The call by New Zealand business leaders for an inquiry into the need for a modern-day slavery law is welcome but long overdue.
At the centre of the problem modern slavery law seeks to address is the globalisation of business supply chains. Exploitation by forced labour or slavery can happen at any stage, from mining, fishing and harvesting to manufacturing and packaging.
Proper audits of supply chains would help ensure businesses are not complicit (wittingly or unwittingly) in that exploitation.
Given New Zealand prides itself on being an early proponent of human rights such as women’s suffrage and social security, this should be taken seriously. As the business leaders’ letter put it, “Modern slavery goes against our Kiwi values.”
NZ has fallen behind
International prohibition of forced labour goes back to an International Labour Organisation treaty from 1930, the Forced Labour Convention, which New Zealand agreed to in 1938.
Moreover, all multinational companies operating in New Zealand should be taking steps to support human rights generally and ensuring they guard against forced labour.
This is required under OECD guidelines going back two decades, which New Zealand has agreed to implement.
On modern slavery, however, New Zealand now sits behind the US, the UK and Australia. What’s worse, our parliament rejected previous opportunities to make progress.
Failed attempts at reform
Section 54 of the old Customs and Excise Act 1996 prohibited the import into New Zealand of various items, including those produced “wholly or in part by prison labour”.

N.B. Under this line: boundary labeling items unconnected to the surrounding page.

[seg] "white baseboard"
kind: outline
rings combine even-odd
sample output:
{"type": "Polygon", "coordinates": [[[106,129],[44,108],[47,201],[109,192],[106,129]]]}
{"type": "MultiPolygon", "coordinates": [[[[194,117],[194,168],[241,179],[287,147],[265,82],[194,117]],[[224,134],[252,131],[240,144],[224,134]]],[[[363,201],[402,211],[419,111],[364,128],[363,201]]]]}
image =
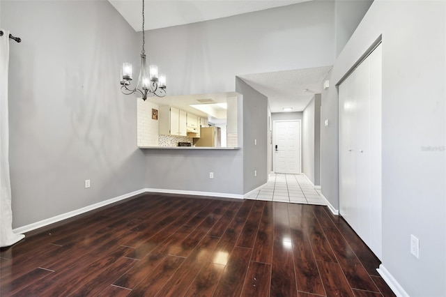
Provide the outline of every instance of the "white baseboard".
{"type": "Polygon", "coordinates": [[[390,273],[384,267],[383,264],[379,266],[379,268],[376,269],[376,271],[381,275],[383,280],[389,285],[392,291],[398,297],[409,297],[409,294],[403,289],[399,283],[395,280],[395,278],[390,274],[390,273]]]}
{"type": "Polygon", "coordinates": [[[262,188],[263,188],[265,185],[266,185],[266,183],[263,183],[262,185],[261,185],[261,186],[259,186],[259,187],[256,188],[255,189],[254,189],[254,190],[252,190],[252,191],[248,192],[247,193],[246,193],[246,194],[245,194],[245,195],[243,195],[243,198],[244,198],[244,199],[246,199],[246,198],[247,198],[248,196],[249,196],[251,194],[254,193],[254,192],[256,192],[256,191],[259,191],[259,190],[261,190],[262,188]]]}
{"type": "Polygon", "coordinates": [[[180,190],[146,188],[146,189],[138,190],[137,191],[132,192],[130,193],[124,194],[123,195],[121,195],[114,198],[112,198],[108,200],[105,200],[94,204],[91,204],[88,206],[85,206],[82,208],[77,209],[75,211],[69,211],[66,213],[62,213],[61,215],[56,215],[54,217],[43,220],[39,222],[36,222],[29,224],[26,224],[25,226],[22,226],[13,229],[13,232],[15,233],[16,234],[22,234],[24,233],[29,232],[30,231],[36,230],[36,229],[42,228],[43,227],[45,227],[49,224],[62,221],[63,220],[69,219],[70,218],[72,218],[76,215],[86,213],[88,211],[93,211],[96,208],[99,208],[100,207],[105,206],[106,205],[111,204],[112,203],[117,202],[118,201],[123,200],[128,198],[130,198],[134,196],[138,195],[139,194],[144,194],[145,192],[182,194],[182,195],[186,195],[210,196],[210,197],[215,197],[236,198],[236,199],[245,198],[245,195],[238,195],[238,194],[217,193],[214,192],[184,191],[184,190],[180,190]]]}
{"type": "Polygon", "coordinates": [[[75,217],[76,215],[86,213],[90,211],[93,211],[96,208],[99,208],[100,207],[105,206],[108,204],[111,204],[114,202],[117,202],[120,200],[123,200],[125,199],[130,198],[134,196],[136,196],[139,194],[143,194],[146,192],[144,189],[139,190],[137,191],[132,192],[130,193],[124,194],[121,196],[118,196],[117,197],[112,198],[108,200],[105,200],[100,202],[95,203],[94,204],[89,205],[88,206],[83,207],[82,208],[77,209],[75,211],[69,211],[66,213],[62,213],[61,215],[56,215],[52,218],[49,218],[46,220],[43,220],[39,222],[36,222],[32,224],[26,224],[25,226],[20,227],[13,230],[14,233],[16,234],[24,234],[26,232],[29,232],[30,231],[35,230],[38,228],[41,228],[43,227],[47,226],[51,224],[54,224],[57,222],[60,222],[63,220],[69,219],[70,218],[75,217]]]}
{"type": "Polygon", "coordinates": [[[145,190],[146,192],[155,192],[155,193],[181,194],[185,195],[210,196],[210,197],[214,197],[235,198],[235,199],[244,198],[244,196],[243,195],[218,193],[215,192],[185,191],[183,190],[154,189],[154,188],[146,188],[145,190]]]}
{"type": "Polygon", "coordinates": [[[303,175],[305,176],[305,178],[307,178],[307,181],[308,181],[308,182],[312,185],[312,187],[314,188],[314,184],[313,183],[313,182],[312,181],[309,180],[309,178],[308,178],[308,176],[307,176],[305,175],[305,173],[302,173],[302,175],[303,175]]]}
{"type": "Polygon", "coordinates": [[[333,207],[333,206],[332,205],[331,203],[330,203],[328,199],[325,198],[324,195],[322,195],[322,192],[319,192],[319,195],[321,195],[322,199],[324,199],[325,201],[327,203],[327,206],[328,206],[328,209],[330,209],[330,211],[331,211],[332,213],[334,215],[339,215],[339,210],[336,209],[334,207],[333,207]]]}

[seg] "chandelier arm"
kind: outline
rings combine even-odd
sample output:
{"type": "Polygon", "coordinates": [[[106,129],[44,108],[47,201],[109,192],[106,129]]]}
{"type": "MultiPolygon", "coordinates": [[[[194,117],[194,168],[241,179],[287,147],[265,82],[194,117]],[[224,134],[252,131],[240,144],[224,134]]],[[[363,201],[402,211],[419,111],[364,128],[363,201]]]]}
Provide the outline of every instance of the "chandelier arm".
{"type": "Polygon", "coordinates": [[[157,97],[164,97],[166,96],[166,90],[163,88],[158,88],[153,93],[157,97]]]}
{"type": "Polygon", "coordinates": [[[121,86],[121,91],[124,95],[132,95],[136,91],[136,90],[132,90],[127,87],[127,86],[121,86]]]}

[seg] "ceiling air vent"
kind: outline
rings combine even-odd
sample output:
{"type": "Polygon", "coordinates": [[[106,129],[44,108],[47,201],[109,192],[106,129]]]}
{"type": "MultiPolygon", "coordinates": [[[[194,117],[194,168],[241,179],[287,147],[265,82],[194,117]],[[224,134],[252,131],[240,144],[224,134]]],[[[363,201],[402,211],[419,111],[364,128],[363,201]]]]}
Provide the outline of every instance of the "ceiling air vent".
{"type": "Polygon", "coordinates": [[[197,99],[197,101],[199,102],[200,103],[210,103],[212,102],[215,102],[213,100],[210,99],[210,98],[207,98],[207,99],[197,99]]]}

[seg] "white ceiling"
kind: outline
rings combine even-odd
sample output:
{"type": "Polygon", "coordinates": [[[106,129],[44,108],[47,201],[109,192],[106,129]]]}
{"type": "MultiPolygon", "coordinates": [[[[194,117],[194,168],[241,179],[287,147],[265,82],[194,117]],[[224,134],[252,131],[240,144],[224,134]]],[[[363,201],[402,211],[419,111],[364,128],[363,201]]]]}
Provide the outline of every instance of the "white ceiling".
{"type": "Polygon", "coordinates": [[[284,107],[302,112],[313,96],[322,91],[323,79],[331,68],[316,67],[238,77],[268,98],[271,112],[284,112],[284,107]]]}
{"type": "MultiPolygon", "coordinates": [[[[135,31],[142,30],[141,0],[108,1],[135,31]]],[[[312,0],[145,0],[144,29],[150,30],[203,22],[307,1],[312,0]]],[[[239,77],[268,98],[271,112],[283,112],[284,107],[292,107],[293,112],[301,112],[314,93],[321,93],[323,79],[330,69],[331,66],[325,66],[239,77]],[[303,89],[309,91],[303,93],[303,89]]],[[[236,94],[212,94],[208,95],[208,98],[220,102],[220,97],[226,100],[226,98],[234,96],[236,94]]],[[[199,114],[201,112],[188,105],[197,104],[197,98],[206,96],[176,96],[155,102],[166,104],[167,101],[170,101],[174,106],[191,109],[190,112],[194,109],[195,113],[199,114]],[[181,101],[183,103],[180,103],[181,101]]],[[[156,99],[151,101],[156,101],[156,99]]]]}
{"type": "MultiPolygon", "coordinates": [[[[146,30],[230,17],[310,0],[145,0],[146,30]]],[[[132,26],[142,31],[142,0],[109,0],[132,26]]]]}

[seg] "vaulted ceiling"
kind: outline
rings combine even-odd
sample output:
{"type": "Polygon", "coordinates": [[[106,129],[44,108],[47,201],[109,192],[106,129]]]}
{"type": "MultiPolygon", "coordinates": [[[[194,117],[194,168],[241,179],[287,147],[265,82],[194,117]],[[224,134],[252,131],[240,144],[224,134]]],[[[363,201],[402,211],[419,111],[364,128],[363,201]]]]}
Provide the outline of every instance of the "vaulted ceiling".
{"type": "MultiPolygon", "coordinates": [[[[307,1],[311,0],[146,0],[144,29],[203,22],[307,1]]],[[[141,0],[109,1],[136,31],[142,30],[141,0]]],[[[323,79],[330,69],[331,66],[318,67],[239,77],[268,98],[272,112],[282,112],[284,107],[300,112],[314,93],[321,93],[323,79]]]]}

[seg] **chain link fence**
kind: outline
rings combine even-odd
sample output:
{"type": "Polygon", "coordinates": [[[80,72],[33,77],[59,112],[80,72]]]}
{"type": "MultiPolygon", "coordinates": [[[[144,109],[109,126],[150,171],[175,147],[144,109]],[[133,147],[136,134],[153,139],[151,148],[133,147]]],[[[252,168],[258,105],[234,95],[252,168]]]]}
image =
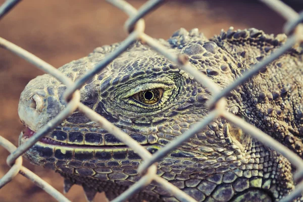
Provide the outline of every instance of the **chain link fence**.
{"type": "MultiPolygon", "coordinates": [[[[66,108],[56,117],[18,147],[16,147],[10,141],[0,136],[0,145],[11,153],[7,159],[7,163],[9,166],[11,167],[11,168],[0,179],[0,188],[11,181],[18,173],[20,173],[33,181],[58,201],[69,201],[50,185],[23,167],[22,155],[44,135],[52,132],[55,127],[60,124],[75,110],[78,109],[91,120],[101,124],[104,126],[104,128],[109,132],[114,134],[116,137],[132,148],[143,160],[143,163],[140,165],[138,168],[138,173],[142,175],[140,180],[130,186],[113,201],[125,200],[142,189],[142,187],[148,185],[153,180],[155,180],[161,184],[164,189],[172,193],[180,201],[195,201],[195,200],[190,196],[180,190],[166,180],[158,176],[156,174],[156,163],[169,152],[181,145],[194,134],[206,127],[213,120],[219,116],[224,118],[240,127],[244,132],[249,134],[264,144],[280,153],[296,168],[296,172],[294,175],[294,180],[297,184],[295,188],[290,194],[282,199],[280,201],[290,201],[300,196],[303,191],[303,181],[300,181],[303,177],[303,160],[270,136],[245,122],[241,118],[228,112],[225,108],[226,103],[225,97],[230,91],[235,89],[239,85],[243,83],[250,77],[258,74],[262,68],[284,54],[295,43],[303,41],[303,25],[300,24],[303,21],[303,14],[298,14],[291,8],[279,0],[260,1],[276,11],[288,21],[284,26],[284,32],[288,35],[288,38],[282,46],[270,57],[265,58],[260,63],[251,67],[249,70],[244,72],[242,76],[233,83],[222,90],[220,90],[217,84],[207,76],[199,72],[190,63],[187,62],[186,57],[184,56],[176,55],[170,53],[166,47],[144,33],[144,21],[141,18],[164,3],[164,1],[163,0],[149,1],[138,11],[123,0],[108,0],[109,3],[119,8],[129,16],[129,18],[124,24],[124,28],[129,33],[129,35],[121,43],[118,48],[108,55],[93,69],[87,72],[75,82],[73,82],[68,77],[50,65],[16,45],[0,37],[0,47],[10,50],[32,63],[37,68],[53,75],[66,85],[67,88],[65,93],[65,97],[68,103],[66,108]],[[79,102],[80,96],[79,89],[81,88],[84,83],[95,74],[100,72],[119,55],[126,50],[130,44],[136,40],[144,41],[145,44],[177,64],[181,69],[191,75],[194,75],[195,79],[204,85],[213,94],[213,98],[208,103],[211,110],[208,116],[200,122],[196,124],[194,127],[186,131],[154,155],[149,153],[144,147],[114,126],[105,118],[79,102]]],[[[0,18],[9,12],[19,1],[20,0],[7,1],[0,7],[0,18]]]]}

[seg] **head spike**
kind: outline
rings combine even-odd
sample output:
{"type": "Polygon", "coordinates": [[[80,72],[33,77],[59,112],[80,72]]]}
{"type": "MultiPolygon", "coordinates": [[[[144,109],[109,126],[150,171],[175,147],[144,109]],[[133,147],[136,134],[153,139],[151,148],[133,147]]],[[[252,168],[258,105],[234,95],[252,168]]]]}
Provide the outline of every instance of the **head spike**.
{"type": "Polygon", "coordinates": [[[94,189],[93,188],[88,187],[87,186],[83,184],[82,185],[83,190],[85,193],[85,197],[86,200],[88,202],[92,202],[92,199],[94,197],[96,193],[97,193],[97,190],[94,189]]]}
{"type": "Polygon", "coordinates": [[[75,183],[71,181],[68,178],[64,179],[64,186],[63,192],[64,193],[66,193],[69,191],[71,187],[75,183]]]}

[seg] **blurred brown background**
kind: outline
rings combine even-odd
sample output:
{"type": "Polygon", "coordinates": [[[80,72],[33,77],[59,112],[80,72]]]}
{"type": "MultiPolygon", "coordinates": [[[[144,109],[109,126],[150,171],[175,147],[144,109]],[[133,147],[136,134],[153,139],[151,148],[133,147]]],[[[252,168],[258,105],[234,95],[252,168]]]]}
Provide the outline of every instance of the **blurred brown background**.
{"type": "MultiPolygon", "coordinates": [[[[136,8],[145,1],[129,1],[136,8]]],[[[197,27],[210,37],[232,26],[255,27],[268,33],[282,31],[284,20],[257,1],[168,1],[145,18],[145,32],[167,39],[176,30],[197,27]]],[[[290,0],[296,10],[300,1],[290,0]]],[[[0,0],[0,4],[4,2],[0,0]]],[[[0,21],[0,36],[59,67],[87,55],[97,46],[123,40],[127,16],[100,0],[22,1],[0,21]]],[[[19,95],[26,84],[43,73],[31,64],[0,49],[0,135],[15,145],[22,129],[17,109],[19,95]]],[[[0,177],[8,170],[8,152],[0,147],[0,177]]],[[[60,191],[63,179],[53,171],[23,165],[60,191]]],[[[74,186],[66,195],[73,201],[84,201],[81,187],[74,186]]],[[[102,200],[98,194],[95,201],[102,200]]],[[[29,180],[18,175],[0,189],[0,201],[54,201],[29,180]]]]}

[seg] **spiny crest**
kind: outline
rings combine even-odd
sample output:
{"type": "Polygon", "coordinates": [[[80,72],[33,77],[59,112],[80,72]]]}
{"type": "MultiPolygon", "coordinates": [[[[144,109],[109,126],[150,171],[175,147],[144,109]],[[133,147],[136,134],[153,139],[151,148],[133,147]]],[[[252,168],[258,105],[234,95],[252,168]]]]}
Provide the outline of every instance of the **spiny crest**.
{"type": "Polygon", "coordinates": [[[201,40],[208,41],[203,33],[199,32],[197,28],[193,28],[188,32],[181,28],[175,32],[168,41],[172,47],[182,48],[189,43],[201,40]]]}
{"type": "Polygon", "coordinates": [[[254,39],[264,41],[276,46],[284,43],[287,37],[284,34],[278,34],[275,37],[273,34],[267,34],[263,31],[254,28],[234,30],[233,27],[230,27],[226,32],[222,29],[220,34],[219,35],[215,35],[214,38],[227,41],[240,41],[243,39],[254,39]]]}

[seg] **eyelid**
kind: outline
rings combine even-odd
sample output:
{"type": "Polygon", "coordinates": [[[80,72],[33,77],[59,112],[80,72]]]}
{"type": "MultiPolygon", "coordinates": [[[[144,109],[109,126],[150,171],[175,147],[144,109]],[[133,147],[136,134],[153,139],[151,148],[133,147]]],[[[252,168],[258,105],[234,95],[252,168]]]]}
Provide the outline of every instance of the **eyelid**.
{"type": "Polygon", "coordinates": [[[164,91],[173,88],[173,84],[159,83],[159,82],[149,82],[143,83],[135,86],[131,89],[125,94],[122,95],[122,98],[127,98],[131,96],[135,95],[141,91],[150,90],[155,88],[162,88],[164,91]]]}

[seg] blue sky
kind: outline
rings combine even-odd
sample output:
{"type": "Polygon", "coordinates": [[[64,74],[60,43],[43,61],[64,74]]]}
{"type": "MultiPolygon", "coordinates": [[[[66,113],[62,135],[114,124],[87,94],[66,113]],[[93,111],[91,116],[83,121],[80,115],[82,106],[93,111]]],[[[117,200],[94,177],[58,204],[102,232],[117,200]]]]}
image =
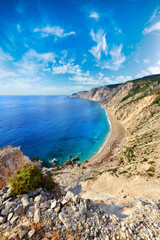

In 2009, then-Labour MP Maryan Street introduced a Customs and Excise (Prohibition of Imports Made by Slave Labour) Amendment Bill. This proposed that goods produced by slave labour be added to the act’s statutory list.
The bill also defined slave labour as “labour by persons over whom any or all of the powers attaching to the right of ownership are exercised”. Street noted she was following a lead set in 1930 by the USA.
International human rights treaties prohibit slavery, servitude and forced labour. But forced labour is defined in such a way that work required under a prison sentence can be permissible.
So, it seemed reasonable that a country like New Zealand, which already prohibited imports produced by prison labour, should adopt at least as strict a rule for imports linked to slavery or forced labour.
A history of political opposition
The National-led government of the day disagreed, arguing it was simply too difficult to establish which imports might have involved slave labour. The complexity of supply chains meant this would be an overly onerous task for businesses.
The combined votes of the National and ACT parties rejected further discussion at select committee level.
In 2016, then-oppostion Labour MP Peeni Henare attempted to reintroduce the bill, but the government position remained the same. The combined votes of National, ACT and United Future prevented further consideration.
No one from the government benches was able to explain why it was any more difficult to define or audit imports produced by slave labour than those produced by prison labour.
Time to catch up
Things have changed. Last year, the Ministry of Business, Innovation and Employment released a draft plan of action against forced labour, people trafficking and slavery.
It contains many proposals, but perhaps the simplest solution lies within the new Customs and Excise Act 2018. Like its 1996 predecessor, this allows legislative orders in council to be issued that identify categories of prohibited imports. These include goods made by prison labour.
Since orders in council are much easier to pass than conventional legislation, it is now a simple task to add the much-needed ban on the import of goods made by slave labour. This should be extended to cover all forms of forced labour.
If and when this happens, many New Zealand companies will have to audit their supply chains. But companies doing business in Australia (if they have annual revenue over AU$100 million) already have to provide a modern slavery statement.
This requires an audit of the risks in their operations and supply chains, and a statement of what has been done to address those risks.
New South Wales is planning a similar requirement for corporations with a turnover of AU$50 million or more. California has equivalent legislation, as does the United Kingdom (with a global turnover threshold of £36 million).
It is a pity the business group speaking up now was not as organised in 2009 and 2016. Had things been different, New Zealand could have built up the auditing skills needed and could even have been exporting that expertise and best practice as an industry in itself.
The political parties that supported change in 2009 and 2016 are now in government. But nothing has changed since those failed attempts to reform the law — other than that New Zealand is falling further behind its competitors.